Integrative Analysis of Gut Microbiota, Plasma Metabolome, and 1 Gene Expression Identifies Causal Mediators in Graves' Disease 2 Pathogenesis

Yuying Zhang^1,2,3,4Jine Li^1,2,3,4Yunfei Luo^1,2,3,4Shuang Liu^1,2,3,4Jianping Liu^1,2,3,4*

• ¹Department of Endocrinology and Metabolism, The 2nd affiliated hospital，Jiangxi Medical College, Nanchang University, Nanchang City, China
• ²Institute for the Study of Endocrinology and Metabolism in Jiangxi Province, Nanchang City, China
• ³Branch of National Clinical Research Center for Metabolic Diseases, Nanchang City, China
• ⁴Jiangxi Key Laboratory of Molecular Medicine，The Second Affiliated Hospital of Nanchang University, Nanchang City, China

Background: Graves' disease (GD) is characterized by hyperthyroidism and is influenced by genetic and environmental factors.
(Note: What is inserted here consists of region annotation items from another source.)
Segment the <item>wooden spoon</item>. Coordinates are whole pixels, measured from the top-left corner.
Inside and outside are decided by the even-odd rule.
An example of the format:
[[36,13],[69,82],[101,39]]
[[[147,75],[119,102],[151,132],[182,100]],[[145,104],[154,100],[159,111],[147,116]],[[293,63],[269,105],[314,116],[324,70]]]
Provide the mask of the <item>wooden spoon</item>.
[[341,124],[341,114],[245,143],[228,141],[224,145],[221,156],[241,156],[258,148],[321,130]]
The "gut-thyroid axis" establishes a connection between the gut microbiota and GD, yet the underlying potential mechanisms remain unclear. This study employed Mendelian randomization to investigate the causal relationships between the gut microbiota and GD, aiming to identify key microbial taxa and their metabolites, as well as to explore the regulatory roles of relevant genes in the pathogenesis of GD. Methods: We utilized the two-sample Mendelian randomization (MR) approach to evaluate the causal effects of gut microbiota and plasma metabolites on GD. Mediation analysis was conducted to explore the associations of metabolites in linking gut microbiota to GD. Additionally, we employed bioinformatics tools to identify GD-regulating genes within the gut microbiome and validated their expression levels in peripheral blood mononuclear cells from GD mouse models. Results: MR analysis identified eight gut microbes associated with GD, six of which were positively correlated with an increased risk, while two were negatively correlated. Additionally, fifty-six plasma metabolites exhibited potential causal relationships with GD; of these, 27 were positively associated with risk and 29 were negatively associated. Mediation analysis revealed that three bacteria influenced GD through five plasma metabolites. Specifically, the mannose to glycerol ratio and 1-(1-enyl-palmitoyl)-GPC (p-16:0) mediated the effect of Dialister on GD. Gamma-glutamylthreonine mediated the effect of Oscillospira on GD, whereas the ratios of acetylcarnitine (C2) to propionylcarnitine (C3) and adenosine 5'-diphosphate (ADP) to ornithine mediated the effect of MollicutesRF9 on GD. These microbiota regulate plasma metabolites, thereby affecting GD. TAGAP and HERC3 were significantly upregulated in the peripheral blood mononuclear cells of GD mice induced by recombinant adenovirus Ad-TSHR289, while NCEH1 and LYN were significantly downregulated, indicating their potential role in the regulation of GD. Conclusion: This study reveals that the composition of gut microbiota and its related metabolites promote the development of GD through the modulation of gene expression in peripheral blood mononuclear cells. Our findings have significant implications for the advancement of gut microbiota-based diagnostic techniques and targeted therapies for GD.